Created on 05-13-2023 01:10 AM - edited 05-13-2023 03:36 AM
Dear Experts,
We want to learn how to perform batch processing on semi-structured JSON flow files in NiFi. We know that we can use a Jolt Transform Record, an Update Record processor, and a Query Record processor, for which we need to set reader and writer controller services. However, we are unsure how to set up reader and writer controllers for semi-structured data schemas.
In the text below, we have a multi-line JSON flow file in which the "code" field is static and the "other" field is an unstructured nested JSON. We want to query the "code" field in batch mode and include the "other" field information in the resulting flow files for processing in subsequent processors. How should we set the reader and writer controllers to achieve this?
Regards,
{"code": "6", "other": {"feild1": "data1"}}
{"code": "7", "other": {"feild2": "data2"}}
{"code": "8", "other": {"feild3": "data3"}}
Created 05-13-2023 06:52 AM
Hi @Arash ,
Not sure if there is a reader\writer that can work semi-structured data. You can develop your custom reader\writer but that will be an effort. Since you are getting your input as multiple json records lines you can either use SplitText processor to split each json record into its own flowfile and then process each record independently, or convert the input into Json array using two ReplaceText processors ( see screenshot below), then use QueryRecord & UpdateRecord with JsonTreeReader\Writer.
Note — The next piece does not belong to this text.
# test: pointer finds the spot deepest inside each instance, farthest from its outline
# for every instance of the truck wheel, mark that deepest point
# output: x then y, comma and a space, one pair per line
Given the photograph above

First ReplaceText: replace line break with comma
2ed ReplaceText: Surround the entire text with []
Hope that helps.
Thanks
Created 05-13-2023 07:35 AM
Hi @SAMSAL ,
We have high TPS so our constraint is using batch processing. Therefore, we do not want to split records line-by-line and we have already split flow files to 1000 records. Therefore, we need a solution for batch processing in NIFI.
Created 05-14-2023 02:29 AM
Dear @SAMSAL ,
Because we have semi-structured JSON data in the "other" field, we do not have a fixed schema to set in the JsonTreeReader. We want a solution for batch processing of the flowfiles with that assumption.